Charlene pulled off her raincoat and groaned at the sight of herself in the mirror.
“I look like such a man when my hair’s wet.”
As she struggled, Jeremy watched her with a benign smile, like a father watching his daughter walk down the aisle. “You look fine,” he said quietly. Kyle stood just inside the doorway, dripping. He accepted the mug of hot coffee Charlene brought him, but did not thank her – or Jeremy, for that matter.
“Check this out,” Jeremy said, nodding toward the men in hard hats standing under a tarp. “It’s like they’re afraid they’re going to melt, the poor babies.”
“You’re obsessed with them,” Charlene said. “Just don’t look.”
“There’s probably not much they can do when it’s this wet, is there?” Kyle asked.
“In China, they can throw a highway together in a month. A whole highway, with overpasses and underpasses and all the rest of it. For fuck’s sake, there are army engineers who can build a bridge over a flooded river in less than an hour. These guys are just dog fuckers.”
“Why don’t you go ask what’s going on?”
Jeremy gave a snort. “They’d use that as an excuse for taking twice as long.”
“I don’t understand, though. If you’re angry at them . . .”
“I’m not angry!” Jeremy protested, still smiling. “It just pisses me off to see them waste all this time.”
“Kyle, it doesn’t matter.” There was a note of warning in Charlene’s voice. She could sense her husband was getting his teeth into something.
“They’ll be here for another week, I know it.”
“Well, how long was it supposed to take?”
“Who knows? However long they feel like taking.”
“You could ask them. Ask the foreman or whoever it is.”
“Getting a straight answer from these guys? I might as well talk to the chair.”

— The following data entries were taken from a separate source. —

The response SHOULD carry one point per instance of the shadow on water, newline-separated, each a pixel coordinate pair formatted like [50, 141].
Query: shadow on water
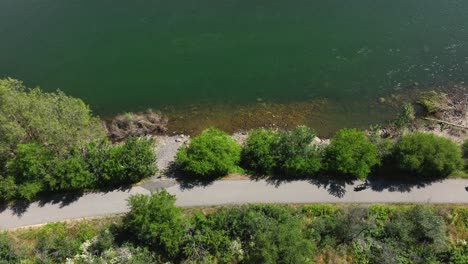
[19, 207]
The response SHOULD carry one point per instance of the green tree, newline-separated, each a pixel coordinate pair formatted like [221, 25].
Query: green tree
[156, 222]
[297, 156]
[29, 168]
[211, 154]
[405, 116]
[51, 119]
[268, 234]
[350, 152]
[259, 153]
[7, 251]
[132, 161]
[70, 173]
[202, 241]
[465, 149]
[428, 155]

“Well, look: if you’re not even going to talk to them . . .”
“Kyle . . .” Charlene said.
He turned on her: “He’s the one who is so mad about it,”
he said. “I’m just saying it doesn’t make sense to stand here and get angry if you’re not going to even go out and ask what’s going on.”
Jeremy put his hands up in surrender and smiled. “You know what? Charlene’s right: I shouldn’t even be looking. It just makes me crazy. I know it will, so I shouldn’t do it.”
Charlene told Jeremy how long she and Kyle had been together, and it nearly made him dizzy, the idea of two people being in each other’s pockets all that time.
“He lived right near me when I was in kindergarten, actually,” she said, “though I don’t really remember ever talking to him until we were in high school. I went out with this guy Matthew in Grade 11, my first real boyfriend, who was a friend of Kyle’s and a complete asshole. He treated me like shit.”
“What would he do? Give me an example. Or don’t, if it’s too personal.”
“Oh God.” She pretended to think about it. There were lots of things, and none of them had ever lost their power in her memory, or their sting. “He would forget to pick me up, and I’d be stuck at home all night. He’d say sorry, and I’d have to pretend it wasn’t a big deal.”
“That just means he was a teenage boy.”
“He sometimes drove really fast, just to scare me. I’d be crying, and he still wouldn’t stop. Racing along with me screaming.”